Evaluation of the novel liver micronucleus assay using formalin-fixed tissues

Shuichi Hamada; Miyuki Shigano; Satoru Kawakami; Maya Ueda; Hajime Sui; Katsuya Yamada; Soichiro Hagio; Ayaka Momonami; Akihisa Maeda; Yukari Terashima; Wakako Ohyama; Takeshi Morita; Makoto Hayashi

doi:10.1186/s41021-019-0128-5

Evaluation of the novel liver micronucleus assay using formalin-fixed tissues

Genes Environ. 2019 May 9:41:13. doi: 10.1186/s41021-019-0128-5. eCollection 2019.

Authors

Affiliations

¹ Safety Assessment Department, Nonclinical Research Center, Drug Development Service Segment, LSI Medience Corporation, 14-1, Sunayama, Kamisu-shi, Ibaraki, 314-0255 Japan.
² 2Asahi Kasei Pharma Corporation, 632-1 Mifuku, Izunokuni-shi, Shizuoka, 410-2321 Japan.
³ BioSafety Research Center Inc., 582-2 Shioshinden, Iwata-shi, Shizuoka, 437-1213 Japan.
⁴ 4Food and Drug Safety Center, 729-5 Ochiai, Hadano-shi, Kanagawa 257-8523 Japan.
⁵ 5Mitsubishi Tanabe Pharma Corporation, 2-2-50 Kawagishi, Toda-shi, Saitama, 335-8505 Japan.
⁶ Nissan Chemical Corporation, 1470 Shiraoka, Shiraoka-shi, Saitama, 349-0294 Japan.
⁷ Suntory MONOZUKURI Expert Ltd., 8-1-1 Seikadai, Seika-cho, Soraku-gun, Kyoto, 619-0284 Japan.
⁸ 8Toray Industries Inc., 6-10-1 Tebiro, Kamakura-shi, Kanagawa 248-8555 Japan.
⁹ 9Kissei Pharmaceutical Co., Ltd., 2320-1 Maki, Hotaka, Azumino-shi, Nagano, 399-8305 Japan.
¹⁰ 10Yakult Honsha Co., Ltd., 5-11 Izumi, Kunitachi-shi, Tokyo, 186-8650 Japan.
¹¹ 11National Institute of Health Sciences, 3-25-26 Tonomachi, Kawasaki-shi, Kanagawa 210-9501 Japan.
¹² makoto international consulting, 4-23-3-1 Kamiimaizumi, Ebina-shi, Kanagawa 243-0431 Japan.

Abstract

Background: The repeated-dose liver micronucleus (RDLMN) assay is an effective and important in vivo test for detecting genotoxic compounds, particularly for those that require metabolic activation to show genotoxicity. In a collaborative study by the Collaborative Study Group for the Micronucleus Test (CSGMT)/The Japanese Environmental Mutagen Society (JEMS) - Mammalian Mutagenicity Study Group (MMS), micronucleus induction of 22 chemicals with the RDLMN assay employing the collagenase digestion method was examined and reported on. Recently, we have developed a method which enables retrospective evaluation of micronucleus induction in formalin-fixed liver tissues (the formalin-fixed method) obtained in general toxicity studies completed in the past. Using this method, we were able to easily evaluate clastogenic potential of chemicals from the formalin-fixed tissues obtained in the general toxicity studies.In this study, to evaluate the usefulness of the formalin-fixed method, we have conducted a liver micronucleus assay using the formalin-fixed liver samples obtained from the above collaborative study (18 of 22 test chemicals) and carried out a comparison with the results obtained by the collagenase digestion method.

Results: Comparison of the collagenase digestion and formalin-fixed methods was conducted using the results of the micronucleus assays with a total of 18 test chemicals which included 12 genotoxic hepatocarcinogens (Group A), 4 genotoxic carcinogens but not liver targeted (Group B), and 2 nongenotoxic hepatocarcinogens (Group C).

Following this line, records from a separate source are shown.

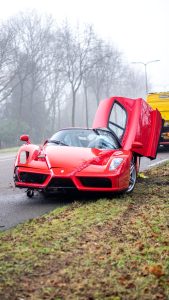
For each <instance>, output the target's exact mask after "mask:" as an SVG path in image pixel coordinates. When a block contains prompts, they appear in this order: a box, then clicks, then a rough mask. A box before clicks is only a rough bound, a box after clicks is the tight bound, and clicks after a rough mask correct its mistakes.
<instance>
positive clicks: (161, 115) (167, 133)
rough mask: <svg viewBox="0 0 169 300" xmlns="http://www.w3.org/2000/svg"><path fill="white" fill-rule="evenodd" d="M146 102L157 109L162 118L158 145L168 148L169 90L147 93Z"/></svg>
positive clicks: (168, 141)
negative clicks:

The formalin-fixed method obtained the similar results as the collagenase digestion method in 10 out of the 12 chemicals of Group A, and all chemicals of Group B and Group C. Although the results were statistically contradictive due to different levels of concurrent negative control, the 2 other chemicals of Group A showed comparable responses between the two methods.

Conclusion: The present study shows that the formalin-fixed method is capable of detecting liver carcinogens with sensitivity equal to or higher than that of the collagenase digestion method. We recommend use of the formalin-fixed method because of its capability of enabling retrospective evaluation of micronucleus induction in the formalin-fixed liver tissues obtained in general toxicity studies completed in the past.

Keywords: Collagenase; Formalin-fixed tissue; Hepatocyte; Liver; Micronucleus assay.